18年度にそれまでの拡大路線から前年割れに転じていた乳酸菌飲料は、1世帯当たりの消費金額は前年超えに転じた。特に、トクホや機能性訴求型アイテムが成長を維持しており、同時に商品間競合も激しさを増し始めている。ヨーグルトと同様に健康維持への備えとして、1月以降は売上げが増加しており、在宅勤務の増加や緊急事態宣言発令による休校措置が続いたため、大容量タイプや多本数パックなどのファミリーユースアイテムが好調に推移している。

両市場とも、今年度は上期に引き続き新型コロナの影響は継続することを想定し、継続喫食・飲用を訴求したコミュニケーション策や、新たな科学的エビデンスに基づく機能を訴求した新たなラインアップを投入。これまでにない価値を訴求した新商品も展開を進めており、健康と嗜好(しこう)の両面の消費者需要に応える市場として、再活性化を目指している。(小澤弘教)
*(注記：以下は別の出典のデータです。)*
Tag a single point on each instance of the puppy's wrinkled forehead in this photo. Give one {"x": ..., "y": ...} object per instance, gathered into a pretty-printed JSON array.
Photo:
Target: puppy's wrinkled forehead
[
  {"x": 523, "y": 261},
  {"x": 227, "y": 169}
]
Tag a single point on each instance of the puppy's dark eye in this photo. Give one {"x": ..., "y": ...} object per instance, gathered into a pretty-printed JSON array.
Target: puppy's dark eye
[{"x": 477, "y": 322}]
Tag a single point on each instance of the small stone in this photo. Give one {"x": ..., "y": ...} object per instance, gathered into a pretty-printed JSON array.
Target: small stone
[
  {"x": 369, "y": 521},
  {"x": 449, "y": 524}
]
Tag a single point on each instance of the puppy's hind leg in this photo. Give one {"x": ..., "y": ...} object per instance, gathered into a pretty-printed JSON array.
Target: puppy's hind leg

●ヨーグルト=変化する消費者動向 トレンドの上向き着実視

19年度のヨーグルト市場は、通期では前年比微減からほぼ前年並みでの着地となった。特に、下期は前年を上回る推移が続き、中でも中心カテゴリーのプレーンが拡大。さらに2月以降は新型コロナ禍で健康意識が高まり、喫食頻度も増えている。消費者の購買動向も、外出自粛や緊急事態宣言発令による休校、在宅勤務の増加などで家庭内消費が中心となり、大きく変化している。今年度に入ってからも4月単月で2桁増を記録したメーカーもあり、カテゴリーとしてトレンドの上向きは着実視されている。
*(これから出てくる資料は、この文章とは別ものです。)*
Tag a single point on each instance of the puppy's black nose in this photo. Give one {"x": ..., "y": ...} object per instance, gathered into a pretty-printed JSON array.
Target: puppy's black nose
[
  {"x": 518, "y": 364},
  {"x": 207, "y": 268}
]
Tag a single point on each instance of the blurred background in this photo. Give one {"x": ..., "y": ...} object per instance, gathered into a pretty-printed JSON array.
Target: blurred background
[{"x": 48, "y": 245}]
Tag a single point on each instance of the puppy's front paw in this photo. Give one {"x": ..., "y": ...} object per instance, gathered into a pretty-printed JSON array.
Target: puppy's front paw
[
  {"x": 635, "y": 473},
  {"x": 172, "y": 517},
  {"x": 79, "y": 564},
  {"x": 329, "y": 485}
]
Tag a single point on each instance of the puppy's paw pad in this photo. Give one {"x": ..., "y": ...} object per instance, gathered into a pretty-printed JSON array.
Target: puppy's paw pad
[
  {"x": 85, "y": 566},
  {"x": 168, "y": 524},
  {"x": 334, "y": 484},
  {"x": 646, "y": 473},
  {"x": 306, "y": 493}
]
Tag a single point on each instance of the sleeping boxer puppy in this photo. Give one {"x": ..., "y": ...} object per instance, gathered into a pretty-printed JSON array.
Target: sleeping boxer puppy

主要メーカー動向を見ると、チチヤスが決算情報開示前のため未推計となっているが、14社全体で前年の販売金額をクリアすることは確実視される。

タイプ別には、プレーンが前年を超えて推移。新たな食べ方提案などの需要増に向けた各メーカーの取組みやメディア露出の増加が要因として考えられる。加えて、2月以降は巣ごもり需要に伴い家族で食べる大容量アイテムが好調に推移している。

機能性ヨーグルトは上期伸びが見られなかったものの、下期はプレーンの伸長と並行して、科学的根拠に基づく機能への期待が高まり、年度末に向けて需要が底上げ。

ハードはカテゴリーとして新たな提案となる商品が少なく、年間では前年を下回った。ソフトも同様だが、第4四半期以降は4連タイプが伸びを見せた。ドリンクは他の飲料カテゴリーとの競争もあり、下期の巻き返しもカバーするには至らなかった。

今年度は新型コロナ禍での緊急事態宣言が解除されたものの、ヨーグルトへの期待はあらためて自己防衛健康意識の向上によって目を向けられていくことが予想される。復調の兆しが見られる機能性ヨーグルトでは、森永乳業の「トリプルヨーグルト」が好調を堅持しているが、同社は新たに「ビヒダスヨーグルト 便通改善」を上市。雪印メグミルクは「乳酸菌ヘルベヨーグルト」を通年訴求し、明治は新たに「明治スキンケアヨーグルト素肌のミカタ」の投入で、個別の機能価値はますますバリエーションが豊富になってきている。また、ダノンジャパンは「ダノンデンシア」でターゲットをより明確に打ち出し、骨の健康への訴求を強める。

健康価値に加え、嗜好価値の訴求も進む。日本ルナは新ブランド「Isey SKYR(イーセイ スキル)」シリーズを展開。アイスランドの伝統的国民食を日本に上陸させ、高タンパク質もポイントに新たな市場創造が期待される。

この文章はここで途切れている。